To read Scott's Day Two, click here.

Movie Of The Day: My Kid Could Paint That (dir. Amir Bar-Lev)

A non-critic friend of mine once gave me a good standard for judging documentaries: If reading a description of the movie tells you just as much as watching it will, then maybe it's not a very good documentary. For about the first 30 minutes, My Kid Could Paint That seems bound to fail that test. Even though director Bar-Lev elaborates on the comically brief biography of 4-year-old abstract art superstar Marla Olmstead with mini-histories of modern art and child prodigies, the relevance of Marla's rise to success–from a coffeehouse show to NYC galleries–seems at first a little too mapped-out. Just your basic chin-stroker about what the art world fervor over a kid painter says about the validity of modern art, and so forth.

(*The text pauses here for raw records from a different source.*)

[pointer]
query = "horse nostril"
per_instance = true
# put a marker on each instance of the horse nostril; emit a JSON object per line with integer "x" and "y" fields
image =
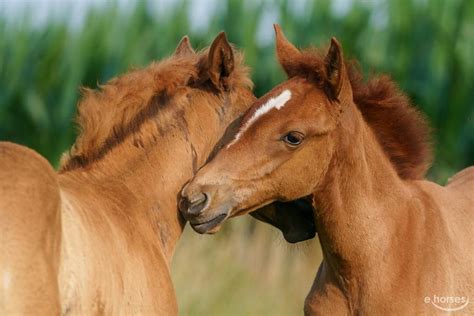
{"x": 196, "y": 203}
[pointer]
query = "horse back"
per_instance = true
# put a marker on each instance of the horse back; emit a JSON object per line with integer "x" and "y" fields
{"x": 463, "y": 182}
{"x": 30, "y": 232}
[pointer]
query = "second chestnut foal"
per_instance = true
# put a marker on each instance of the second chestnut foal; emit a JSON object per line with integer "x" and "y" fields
{"x": 393, "y": 243}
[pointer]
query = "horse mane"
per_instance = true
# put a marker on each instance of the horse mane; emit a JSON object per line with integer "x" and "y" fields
{"x": 401, "y": 130}
{"x": 109, "y": 115}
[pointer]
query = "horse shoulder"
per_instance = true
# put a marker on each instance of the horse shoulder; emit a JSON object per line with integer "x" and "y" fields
{"x": 30, "y": 223}
{"x": 110, "y": 262}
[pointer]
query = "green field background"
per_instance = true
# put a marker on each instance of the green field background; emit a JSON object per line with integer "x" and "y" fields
{"x": 427, "y": 47}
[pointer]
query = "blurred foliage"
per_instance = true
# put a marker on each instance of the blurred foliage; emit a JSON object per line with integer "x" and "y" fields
{"x": 427, "y": 46}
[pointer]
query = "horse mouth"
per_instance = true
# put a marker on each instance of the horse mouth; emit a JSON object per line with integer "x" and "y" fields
{"x": 205, "y": 227}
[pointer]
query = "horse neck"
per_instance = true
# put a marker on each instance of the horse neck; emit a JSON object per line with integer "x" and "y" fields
{"x": 135, "y": 190}
{"x": 358, "y": 205}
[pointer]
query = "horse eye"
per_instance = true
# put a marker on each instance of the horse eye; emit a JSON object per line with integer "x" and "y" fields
{"x": 293, "y": 138}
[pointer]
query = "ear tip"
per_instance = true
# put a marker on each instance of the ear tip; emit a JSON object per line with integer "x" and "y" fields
{"x": 222, "y": 36}
{"x": 335, "y": 42}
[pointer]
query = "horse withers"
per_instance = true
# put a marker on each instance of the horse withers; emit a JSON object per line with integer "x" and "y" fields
{"x": 98, "y": 237}
{"x": 393, "y": 243}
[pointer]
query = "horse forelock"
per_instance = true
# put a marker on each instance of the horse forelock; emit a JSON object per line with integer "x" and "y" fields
{"x": 108, "y": 116}
{"x": 400, "y": 129}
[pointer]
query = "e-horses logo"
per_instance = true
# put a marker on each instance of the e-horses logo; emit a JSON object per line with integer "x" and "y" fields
{"x": 448, "y": 303}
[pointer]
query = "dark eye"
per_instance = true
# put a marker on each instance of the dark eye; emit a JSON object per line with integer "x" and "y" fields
{"x": 293, "y": 138}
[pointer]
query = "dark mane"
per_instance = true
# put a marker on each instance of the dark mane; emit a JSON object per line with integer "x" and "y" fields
{"x": 401, "y": 129}
{"x": 108, "y": 116}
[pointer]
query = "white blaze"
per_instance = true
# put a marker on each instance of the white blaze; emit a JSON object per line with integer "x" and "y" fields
{"x": 273, "y": 103}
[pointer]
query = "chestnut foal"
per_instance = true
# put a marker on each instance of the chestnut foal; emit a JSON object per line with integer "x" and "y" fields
{"x": 98, "y": 237}
{"x": 393, "y": 243}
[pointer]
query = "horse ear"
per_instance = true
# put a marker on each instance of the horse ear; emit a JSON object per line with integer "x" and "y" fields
{"x": 221, "y": 62}
{"x": 286, "y": 52}
{"x": 184, "y": 47}
{"x": 334, "y": 64}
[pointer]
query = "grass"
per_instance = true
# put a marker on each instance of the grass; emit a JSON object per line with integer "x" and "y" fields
{"x": 246, "y": 269}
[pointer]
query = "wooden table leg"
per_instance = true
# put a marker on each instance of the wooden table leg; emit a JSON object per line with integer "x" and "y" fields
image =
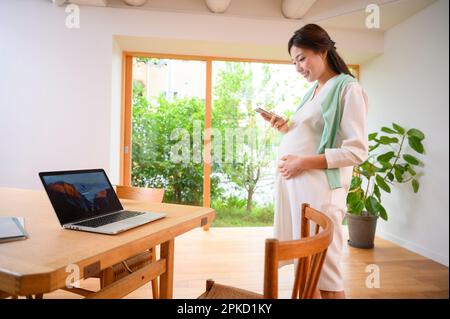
{"x": 166, "y": 280}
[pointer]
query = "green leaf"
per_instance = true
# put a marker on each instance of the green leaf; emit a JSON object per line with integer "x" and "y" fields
{"x": 411, "y": 171}
{"x": 411, "y": 159}
{"x": 371, "y": 205}
{"x": 386, "y": 157}
{"x": 353, "y": 198}
{"x": 416, "y": 133}
{"x": 357, "y": 208}
{"x": 383, "y": 185}
{"x": 398, "y": 128}
{"x": 371, "y": 148}
{"x": 416, "y": 144}
{"x": 398, "y": 172}
{"x": 382, "y": 211}
{"x": 376, "y": 191}
{"x": 372, "y": 136}
{"x": 388, "y": 130}
{"x": 385, "y": 140}
{"x": 415, "y": 185}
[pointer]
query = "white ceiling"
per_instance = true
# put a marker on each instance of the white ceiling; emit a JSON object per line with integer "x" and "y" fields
{"x": 346, "y": 14}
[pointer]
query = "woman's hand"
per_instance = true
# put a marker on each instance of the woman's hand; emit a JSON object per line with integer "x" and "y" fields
{"x": 277, "y": 122}
{"x": 291, "y": 166}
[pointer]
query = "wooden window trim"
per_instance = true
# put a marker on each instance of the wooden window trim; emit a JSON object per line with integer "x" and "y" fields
{"x": 127, "y": 87}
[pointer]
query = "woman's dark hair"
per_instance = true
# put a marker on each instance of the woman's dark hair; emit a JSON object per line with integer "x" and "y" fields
{"x": 314, "y": 37}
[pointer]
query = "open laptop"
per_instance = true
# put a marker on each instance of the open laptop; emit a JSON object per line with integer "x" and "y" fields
{"x": 85, "y": 200}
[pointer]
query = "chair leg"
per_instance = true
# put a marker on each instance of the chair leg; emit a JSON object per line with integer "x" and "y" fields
{"x": 155, "y": 286}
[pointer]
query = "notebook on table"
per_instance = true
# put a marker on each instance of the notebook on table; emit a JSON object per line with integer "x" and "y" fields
{"x": 12, "y": 228}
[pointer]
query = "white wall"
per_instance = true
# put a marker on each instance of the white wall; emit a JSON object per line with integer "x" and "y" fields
{"x": 60, "y": 87}
{"x": 408, "y": 85}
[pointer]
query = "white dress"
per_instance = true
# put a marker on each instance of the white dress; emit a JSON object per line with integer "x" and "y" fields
{"x": 311, "y": 186}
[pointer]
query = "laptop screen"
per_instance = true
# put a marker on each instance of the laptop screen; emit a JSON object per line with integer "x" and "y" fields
{"x": 76, "y": 195}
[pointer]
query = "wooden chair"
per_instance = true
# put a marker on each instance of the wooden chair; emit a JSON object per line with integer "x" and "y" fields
{"x": 310, "y": 251}
{"x": 120, "y": 270}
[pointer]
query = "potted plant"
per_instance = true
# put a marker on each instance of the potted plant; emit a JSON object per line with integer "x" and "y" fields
{"x": 388, "y": 164}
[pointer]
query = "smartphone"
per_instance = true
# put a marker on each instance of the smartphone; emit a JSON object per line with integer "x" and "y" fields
{"x": 260, "y": 110}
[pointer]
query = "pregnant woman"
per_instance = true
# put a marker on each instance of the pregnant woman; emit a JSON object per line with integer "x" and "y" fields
{"x": 325, "y": 138}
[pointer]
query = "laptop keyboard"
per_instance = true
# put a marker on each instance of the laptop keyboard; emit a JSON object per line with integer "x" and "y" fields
{"x": 108, "y": 219}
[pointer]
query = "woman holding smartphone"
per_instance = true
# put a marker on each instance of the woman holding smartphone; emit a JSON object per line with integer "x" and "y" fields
{"x": 325, "y": 138}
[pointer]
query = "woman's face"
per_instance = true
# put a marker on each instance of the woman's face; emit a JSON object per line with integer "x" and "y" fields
{"x": 309, "y": 64}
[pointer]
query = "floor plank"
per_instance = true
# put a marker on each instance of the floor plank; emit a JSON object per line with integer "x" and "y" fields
{"x": 234, "y": 256}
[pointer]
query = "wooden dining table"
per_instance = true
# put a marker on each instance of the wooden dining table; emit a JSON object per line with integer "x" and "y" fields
{"x": 50, "y": 258}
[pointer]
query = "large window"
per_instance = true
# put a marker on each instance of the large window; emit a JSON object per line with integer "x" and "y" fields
{"x": 192, "y": 130}
{"x": 168, "y": 102}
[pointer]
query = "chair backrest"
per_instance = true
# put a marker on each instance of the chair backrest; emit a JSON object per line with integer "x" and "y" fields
{"x": 310, "y": 251}
{"x": 154, "y": 195}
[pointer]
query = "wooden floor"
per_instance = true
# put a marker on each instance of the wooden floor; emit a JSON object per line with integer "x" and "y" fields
{"x": 234, "y": 256}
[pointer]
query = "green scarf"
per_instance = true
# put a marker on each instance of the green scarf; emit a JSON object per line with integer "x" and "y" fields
{"x": 331, "y": 113}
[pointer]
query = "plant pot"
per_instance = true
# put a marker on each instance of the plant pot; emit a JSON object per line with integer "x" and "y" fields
{"x": 361, "y": 230}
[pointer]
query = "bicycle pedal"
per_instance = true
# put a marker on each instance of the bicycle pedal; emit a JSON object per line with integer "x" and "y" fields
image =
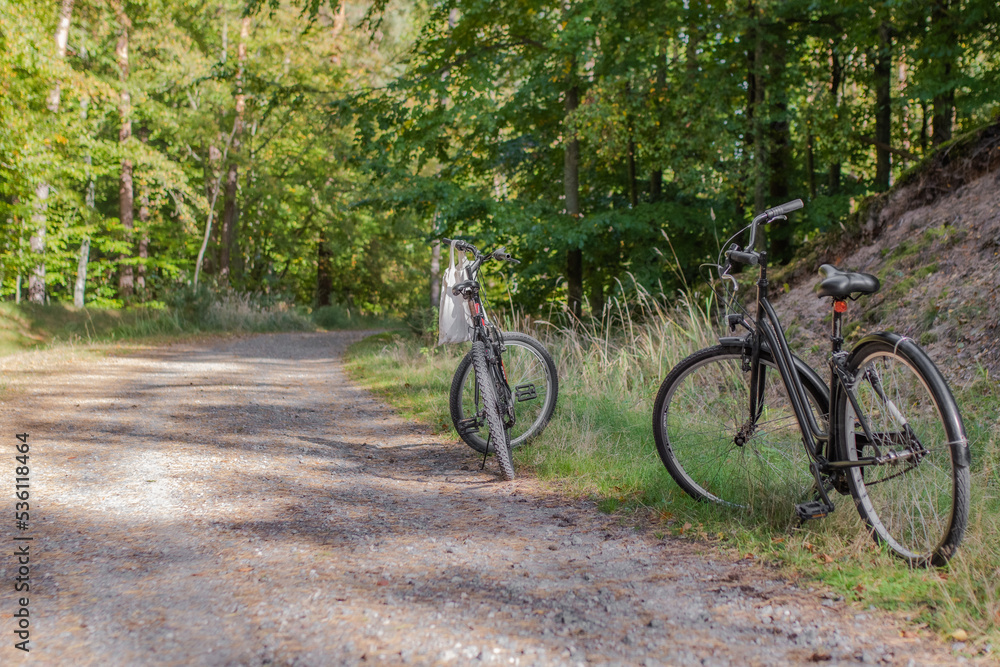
{"x": 468, "y": 426}
{"x": 814, "y": 509}
{"x": 525, "y": 392}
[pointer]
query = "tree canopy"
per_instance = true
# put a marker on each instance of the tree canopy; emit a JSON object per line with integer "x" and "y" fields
{"x": 312, "y": 149}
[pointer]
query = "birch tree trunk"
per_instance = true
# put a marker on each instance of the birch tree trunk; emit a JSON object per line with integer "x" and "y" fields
{"x": 230, "y": 211}
{"x": 126, "y": 198}
{"x": 883, "y": 106}
{"x": 571, "y": 190}
{"x": 140, "y": 281}
{"x": 36, "y": 281}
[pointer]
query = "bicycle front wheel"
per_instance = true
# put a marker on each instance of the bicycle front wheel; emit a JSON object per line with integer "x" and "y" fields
{"x": 499, "y": 439}
{"x": 716, "y": 450}
{"x": 915, "y": 498}
{"x": 531, "y": 375}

But right around the time Marla turns 5, the story starts to evolve, keyed by a 60 Minutes report that fuels speculation about whether the kindergartner had some outside help with her masterpieces. In an instant, My Kid Could Paint That transforms into a multi-level study of what original creation means, how parents handle gifted children, the cruel voraciousness of the media, and what responsibility documentarians have to the people who allow them into their homes. The implications of all of these questions become cumulatively unnerving, whether you're a parent, a journalist or an art-lover. (Or in my case, all three.) By the end, Bar-Lev starts crossing the line from passive observer to investigator, culminating in a direct confrontation with the Olmstead family that almost single-handedly raises My Kid Could Paint That from not-bad to great. (A-)

Also Playing:

No Country For Old Men (dir. Joel & Ethan Coen): I actually liked Intolerable Cruelty and thought The Ladykillers had its redeeming qualities, but neither film felt completely on-point. Taking a few years off seems to have done the Coen brothers a world of good. Here, the familiar Coen signifiers are well-deployed, from the seedy motels to the barren landscapes to the slow dollies in to people not quite able to sleep. But No Country For Old Men is also graver than any other Coen brothers movie, despite their trademark deadpan humor and flavorful dialogue (a lot of which is lifted from Cormac McCarthy's novel). The theme of unstoppable evil and the lengths we'll go to avoid confronting it seems to have provoked a steely purpose from our Coens. No Country is quiet for long stretches, and the story perversely withholds some major characters (and the stars who play them) until they're absolutely needed; but nothing abot the movie is in the least saggy or superfluous. It's a fine-tuned anxiety-delivery device, with a menacing jack-in-the box lurking inside.(A)

Juno (dir. Jason Reitman): "Indie twee" movies like this one, Little Miss Sunshine, Napoleon Dynamite, etc. are kind of a genre all of to themselves, with conventions that aren't inherently bad, just a little irritating at times. Or at least that's what I tell myself, since I love Wes Anderson's movies, which share some of that overly precious sensibility. Juno though, tested my patience beyond measure. This story of a precocious 16-year-old (snappily played by Ellen Page) who gets pregnant and chooses adoption over abortion, is committed to quips and quirks first and foremost; and though some of the movie is laugh-out-loud funny and even moving almost despite itself, the parade of not-quite-of-this-world characters and their not-in-the-least-believable behavior makes it a trifle at best, and insulting at worst. Overall, a (C).

The Assassination Of Jesse James By The Coward Robert Ford (dir. Andrew Dominik): Seeing No Country For Old Men early in the day–and admiring the way that it kept moving forward with nary a wasted shot or scene–may have fed some of my occasional impatience with Jesse James, which is languorous by design. In delineating the intertwined fates of an outlaw and his assassin, Dominik doesn't always choose wisely between what's important to show and what's not. Partly that's due to the mood he's trying to strike: an immersive old west experience that includes all the idle conversations along with the gunfights. Westerns of the past 40 years tend to be either "ratty hat" (revisionist and dirty) or "natty hat" (iconic and pristine). Jesse James tries to be a little bit of both, and as a result it doesn't feel stock or familiar. It's a movie to get lost in, even when the movie gets a little lost itself. (B).

Notes, Thoughts, Things Overheard…

The running joke at film festivals is that every conversation starts with, "So what have you seen today?" At Toronto, that chit-chat is accompanied by the familiar gesture of colleagues digging into their respective satchels to find their well-thumbed, inked-up screening schedules, to compare notes on what's coming up, and who's seeing what when. We're all convinced that festival planning is like a Chinese box puzzle, solvable by anyone with the patience to figure out how one person can see every significant movie in a 10-day period. When we hear that someone is seeing the same we are, but a different time, it makes us question our core assumptions.